The Brazilian president, Luiz Inácio Lula da Silva, affirmed that his Russian counterpart, Vladimir Putin, will not be arrested in Brazil if he decides to attend the G20 leaders’ summit that the South American country will host next year as president of the group.

“I think Putin can easily go to Brazil. (…) What I can say is that if I am president of Brazil and he comes to Brazil, there is no way he would be arrested,” Lula said last night, during an interview with the Indian media Firstpost.

Furthermore, he insisted that the G20 is not a forum to discuss war, and recalled that Russia will organize the BRICS summit next year, which he said he himself will attend, so he would expect a reciprocal visit from the Russian leader. .

Brazil will pick up the baton of the G20 Presidency from India on December 1, a country that this year hosted more than a hundred meetings between the delegates of the member countries, including the leaders’ summit in New Delhi that is taking place this weekend.

Last March, the International Criminal Court (ICC) issued an arrest warrant against the Russian president for alleged war crimes in Ukraine, after which Putin has been absent from several high-level meetings, such as the BRICS summit (Brazil, Russia, India, China and South Africa) recently organized in the African country, or the meeting of G20 leaders in New Delhi. In both cases he sent the Russian Foreign Minister, Sergei Lavrov, to represent the interests of the Kremlin.

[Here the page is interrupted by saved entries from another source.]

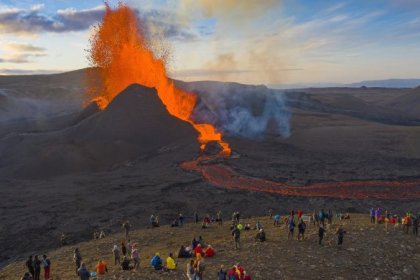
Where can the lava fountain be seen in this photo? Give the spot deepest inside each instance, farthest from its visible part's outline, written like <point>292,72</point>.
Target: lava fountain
<point>121,53</point>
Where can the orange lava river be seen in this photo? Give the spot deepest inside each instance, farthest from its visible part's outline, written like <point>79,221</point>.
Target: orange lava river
<point>223,176</point>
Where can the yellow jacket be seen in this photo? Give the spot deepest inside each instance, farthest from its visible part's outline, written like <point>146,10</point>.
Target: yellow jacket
<point>170,263</point>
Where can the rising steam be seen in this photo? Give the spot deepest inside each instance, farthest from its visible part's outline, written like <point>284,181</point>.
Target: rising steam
<point>244,111</point>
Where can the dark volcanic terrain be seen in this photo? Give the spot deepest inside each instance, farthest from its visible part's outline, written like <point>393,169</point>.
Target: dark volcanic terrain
<point>65,168</point>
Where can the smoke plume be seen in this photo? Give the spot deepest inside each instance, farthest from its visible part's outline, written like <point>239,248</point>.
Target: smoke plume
<point>240,110</point>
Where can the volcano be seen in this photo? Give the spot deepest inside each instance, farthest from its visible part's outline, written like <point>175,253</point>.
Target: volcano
<point>135,125</point>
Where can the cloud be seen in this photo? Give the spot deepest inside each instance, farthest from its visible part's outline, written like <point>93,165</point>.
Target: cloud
<point>19,21</point>
<point>7,71</point>
<point>20,53</point>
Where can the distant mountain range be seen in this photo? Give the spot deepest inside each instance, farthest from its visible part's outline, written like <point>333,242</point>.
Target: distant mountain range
<point>389,83</point>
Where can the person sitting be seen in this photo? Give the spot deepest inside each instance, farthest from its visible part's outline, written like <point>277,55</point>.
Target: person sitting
<point>260,235</point>
<point>346,216</point>
<point>156,262</point>
<point>198,250</point>
<point>194,243</point>
<point>183,252</point>
<point>175,223</point>
<point>209,251</point>
<point>125,265</point>
<point>201,242</point>
<point>101,268</point>
<point>170,262</point>
<point>95,234</point>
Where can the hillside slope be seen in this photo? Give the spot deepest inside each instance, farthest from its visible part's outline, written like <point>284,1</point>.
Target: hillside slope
<point>368,252</point>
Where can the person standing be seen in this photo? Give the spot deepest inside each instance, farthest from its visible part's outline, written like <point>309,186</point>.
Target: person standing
<point>340,235</point>
<point>77,258</point>
<point>46,263</point>
<point>30,266</point>
<point>37,268</point>
<point>321,233</point>
<point>222,273</point>
<point>236,234</point>
<point>116,253</point>
<point>127,227</point>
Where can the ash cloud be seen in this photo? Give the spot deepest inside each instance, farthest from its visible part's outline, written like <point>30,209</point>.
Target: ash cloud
<point>246,111</point>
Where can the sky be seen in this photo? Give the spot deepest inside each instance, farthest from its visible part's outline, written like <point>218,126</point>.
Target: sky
<point>247,41</point>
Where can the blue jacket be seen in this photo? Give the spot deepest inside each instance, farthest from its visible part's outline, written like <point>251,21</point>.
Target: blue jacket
<point>156,262</point>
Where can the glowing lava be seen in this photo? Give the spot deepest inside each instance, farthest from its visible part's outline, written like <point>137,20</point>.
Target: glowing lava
<point>121,53</point>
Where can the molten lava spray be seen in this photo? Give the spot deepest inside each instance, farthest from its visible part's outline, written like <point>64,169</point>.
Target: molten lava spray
<point>121,53</point>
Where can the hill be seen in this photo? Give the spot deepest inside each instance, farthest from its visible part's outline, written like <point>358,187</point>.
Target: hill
<point>135,124</point>
<point>368,252</point>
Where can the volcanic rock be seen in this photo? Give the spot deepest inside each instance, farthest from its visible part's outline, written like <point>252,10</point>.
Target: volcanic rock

Up to 123 countries, including Brazil, have signed the Rome Statute, the founding treaty of the ICC, and another thirty have signed it, but have not ratified it. This was the first time in history that the ICC issued an arrest warrant against the president of a member country of the UN Security Council.

Lula’s statements come within the framework of the G20 leaders’ summit that concludes today in India satisfactorily, after the countries reached a joint agreement yesterday. Had consensus not been reached, the New Delhi summit would have been the first without a joint agreement since the first US-hosted leaders’ meeting in 2008.